Alla fine, lo ammetto, è colpa mia, gli ho risposto male: “OOOOH ma che tieni?! Stai bene?!” Al che tutti si girano verso di me fulminandomi con lo sguardo e dicendo cose tipo: “mi sa che sei tu quello che non sta bene, sto coglione, vedi di calmarti, forse un pugno nei denti ti insegnerà l’esucazione, sto maleducato, bullo, vergognati a trattare così la gente, stronzo” giusto per dirne alcune.

Ora, punto primo: in questa classe sono sempre stato guardato dall’alto in basso, trattato con sufficienza e senza il minimo rispetto che una persona divrebbe avere, specie se non se la passa proprio bene emotivamente, come me. Punto secondo, e qua la cosa mi fa bollire il sangue, io mi pento di aver risposto male al mio compagno di banco, ma le persone che mi hanno gridato dietro dopo che l’ho fatto sono le stesse che prendono in giro anche lui. Cioè, dove sta la coerenza? Prima trattano malissimo sia lui che me, poi, pur di screditarmi, trattano bene lui e insultano me.

È ipocrisia allo stato puro, una vergogna in tutti i sensi, l’apice della falsità, della cattiveria, del bullismo subdolo che mi sta consumando da sette anni ormai, dalla prima media fino ad oggi, e la fanno tutti franca.

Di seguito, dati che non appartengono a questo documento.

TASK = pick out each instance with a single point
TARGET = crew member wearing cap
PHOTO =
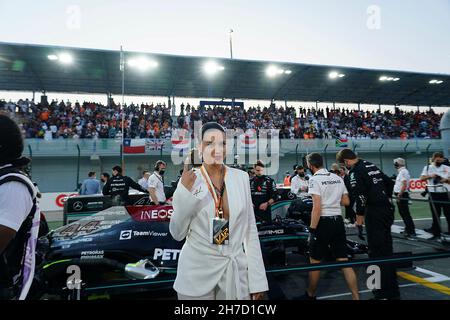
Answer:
(401, 191)
(264, 193)
(327, 230)
(19, 215)
(372, 191)
(156, 183)
(437, 175)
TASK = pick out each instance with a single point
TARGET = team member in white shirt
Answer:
(143, 182)
(156, 183)
(401, 191)
(437, 176)
(19, 215)
(299, 183)
(327, 230)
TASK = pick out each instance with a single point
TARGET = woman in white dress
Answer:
(221, 258)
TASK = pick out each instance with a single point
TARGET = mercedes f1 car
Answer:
(128, 252)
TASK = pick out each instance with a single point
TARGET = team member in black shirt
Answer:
(372, 191)
(118, 186)
(264, 193)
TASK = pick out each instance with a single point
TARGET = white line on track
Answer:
(362, 291)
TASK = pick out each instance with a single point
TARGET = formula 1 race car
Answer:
(128, 252)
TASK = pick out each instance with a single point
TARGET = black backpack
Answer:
(12, 259)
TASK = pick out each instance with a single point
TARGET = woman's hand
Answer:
(257, 296)
(188, 176)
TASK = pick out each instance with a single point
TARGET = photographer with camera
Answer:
(437, 176)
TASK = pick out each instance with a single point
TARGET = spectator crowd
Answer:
(93, 120)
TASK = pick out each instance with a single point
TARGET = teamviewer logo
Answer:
(125, 235)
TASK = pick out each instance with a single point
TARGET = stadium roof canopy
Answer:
(28, 68)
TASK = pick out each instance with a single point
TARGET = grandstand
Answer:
(72, 138)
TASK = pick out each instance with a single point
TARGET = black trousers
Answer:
(436, 214)
(378, 221)
(403, 209)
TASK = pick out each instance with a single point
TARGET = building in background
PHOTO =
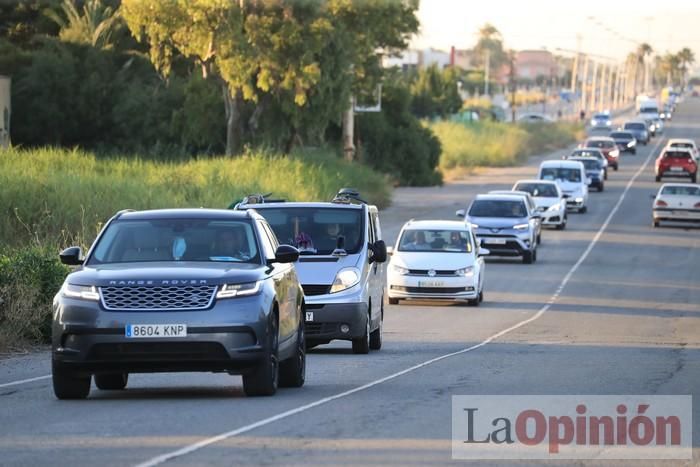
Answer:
(4, 111)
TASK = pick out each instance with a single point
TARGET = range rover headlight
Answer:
(346, 278)
(239, 290)
(83, 292)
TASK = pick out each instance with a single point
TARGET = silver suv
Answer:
(505, 225)
(341, 265)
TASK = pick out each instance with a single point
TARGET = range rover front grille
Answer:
(166, 298)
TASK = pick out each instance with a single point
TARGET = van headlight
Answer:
(346, 278)
(399, 270)
(239, 290)
(465, 272)
(83, 292)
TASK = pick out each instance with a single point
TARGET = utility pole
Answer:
(594, 87)
(487, 65)
(584, 82)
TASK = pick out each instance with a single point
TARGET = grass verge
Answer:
(494, 144)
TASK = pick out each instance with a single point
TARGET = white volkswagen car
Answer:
(436, 260)
(549, 199)
(676, 202)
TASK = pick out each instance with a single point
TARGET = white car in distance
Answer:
(676, 202)
(675, 143)
(436, 260)
(549, 199)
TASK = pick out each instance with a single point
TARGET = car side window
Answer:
(265, 241)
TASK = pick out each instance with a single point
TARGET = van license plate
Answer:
(166, 331)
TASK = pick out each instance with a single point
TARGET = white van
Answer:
(572, 179)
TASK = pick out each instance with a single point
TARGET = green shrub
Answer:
(29, 278)
(393, 141)
(499, 144)
(59, 197)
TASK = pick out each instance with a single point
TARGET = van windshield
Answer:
(315, 230)
(555, 173)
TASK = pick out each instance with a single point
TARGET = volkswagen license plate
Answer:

Tutti sono bravi a fingersi paladini del rispetto e dell’uguaglianza, ma la verità è che io vengo preso di mira sempre, qualsiasi cosa io faccia, nel bene e nel male, c’è qualcosa per cui criticarmi. Io sono il mezzo con cui tutta quella gente vuole sentirsi giusta e corretta, perchè vengo visto come il male da combattere, mentre la loro falsità viene nascosta sotto il tappeto.

Pecco di egocentrismo scrivendo tutto cio? Forse, ma voglio far riflettere tutti riquardo a quanto è successo oggi e a come la realtà possa essere capovolta, manipolata e rovesciata in ogni situazione da questi individui, solo per potersi sentire migliori di quei falsi ipocriti che sono. 

Lun

11

Mar

2019

La vie est studio

Sfogo di Avatar di Peccato OriginalePeccato Originale | Categoria: Accidia

Anche se allo studio ci tengo tantissimo, confesso che in questo periodo, più o meno da un mesetto, non riesco più a seguire la tanella di marcia.

la mia volontà di studiare è praticamente inesistente, per non parlare della concentrazione in classe. Vorrei che fosse colpa mia, ma non è così. Io vorrei davvero ricominciare a brillare ma davvero non ho la forza nemmeno di alzarmi da letto per andare a scuola a volte.

Questo certamente mi fa sentire in colpa verso le mie aspirazioni che, facendo un liceo classico, sicuramente non possono essere conciliabili con una simile svogliatezza di fare compiti, esercizi ed interrogazioni.